A smaller version of the compressor, the SAB 273, offers up to 7MW (1,990TR) heating capacity and is already on the market, he added.
The SAB 407 compressor will be available in two models – SAB 407 S and SAB 407 L – and will be “ideal for large-scale ammonia heat pump installations,” according to the manufacturer.
The SAB 407 is the latest addition to the Sabroe HicaHP heat pump portfolio, which comes in six different models that range from 4MW (1,137TR) with the HicaHP 273 S to 25MW with the HicaHP 407 L model, which is in development.
According to Reynell, the SAB 407 is the “right product at the right time,” with a lot of the interest being driven by decarbonization efforts and gas prices.
Meanwhile, the Sabroe HeatPAC heat pump has been on the market for more than five years, with over 400 units in operation across Europe. The manufacturer has improved the system to offer higher temperatures of up to 95°C (203°F).
“We started at 70°C [158°F], then up to 85°C [185°F], and now we’re up to 95°C,” explained Reynell. “We’ve got a good track record for performance in the field for ammonia-based industrial applications.”
Johnson Controls is also working to develop products that provide temperatures above 100°C (212°F), where, according to Vickers, there is a lot of interest.
“There’s increased interest in extending natural refrigerant solutions into that temperature bracket,” he said. “We’re looking at opportunities to extend to 130°C [266°F], 160°C [320°F] and above and then building those higher temperatures into higher capacities.”
At its Chillventa booth, GEA said it is also planning to develop heat pumps that deliver temperatures that are above 100°C.
Vickers also added that Johnson Controls is facing the challenge of meeting market demand at an increased pace. “To deliver on decarbonization goals, there needs to be investment from the European community to accelerate the deployment of industrial heat pumps and get them to market at pace,” he said. “There’s a lot of work to be done.”

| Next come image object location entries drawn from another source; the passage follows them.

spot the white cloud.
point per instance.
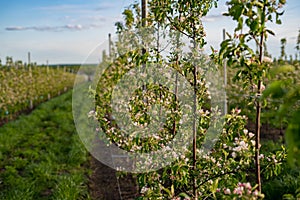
(68, 27)
(212, 18)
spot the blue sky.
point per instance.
(66, 31)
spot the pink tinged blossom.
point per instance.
(261, 156)
(227, 191)
(255, 193)
(233, 154)
(267, 59)
(251, 135)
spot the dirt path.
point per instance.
(104, 184)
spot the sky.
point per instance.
(67, 31)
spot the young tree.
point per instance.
(282, 52)
(254, 14)
(298, 47)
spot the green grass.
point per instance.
(41, 156)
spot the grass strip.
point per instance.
(41, 156)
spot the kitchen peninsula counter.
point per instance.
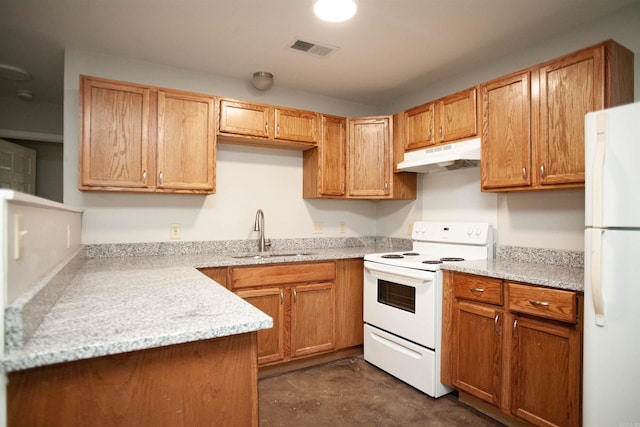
(113, 305)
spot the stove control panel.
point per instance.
(469, 233)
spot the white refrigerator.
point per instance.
(611, 358)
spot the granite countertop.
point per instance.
(113, 305)
(554, 269)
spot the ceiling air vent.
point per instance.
(312, 47)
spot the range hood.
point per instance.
(458, 155)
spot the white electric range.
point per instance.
(403, 300)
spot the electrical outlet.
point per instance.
(174, 234)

According to Reynell, interest in the Sabroe heat pumps is extending beyond Europe, with a lot of momentum building up in the U.S. with the passing of the Inflation Reduction Act (IRA). To meet this growing demand, Johnson Controls is planning to develop a roadmap for how to extend its natural refrigerants heat pumps portfolio into other geographies, he added.
“There needs to be investment from the European community to help us develop these products and get them to market at pace.”Clayton Vickers, Johnson Controls
Product circularity and testing
Another priority of Johnson Controls is to improve the circularity and sustainability of its products, said Vickers.
“In prior years, it was very much product focused, very much refrigeration focused,” he said. “But now we’re talking increasingly about heating and heating and cooling simultaneously and how we manage that. The opportunity is tremendous.”
Johnson Controls is also expanding its testing facility in Denmark to allow for more extensive testing of its heat pump units before they enter the field. According to Vickers, the market is demanding more plug-and-play systems, and testing is an important part of offering such products.
“Commercially it’s critical that we have the ability to test on site, ironing out any small issues before units [are installed],” he said. “Getting that through from factory production to end-of-line test and performance testing. We spend multiple thousands of hours on a machine before we release it to the market.”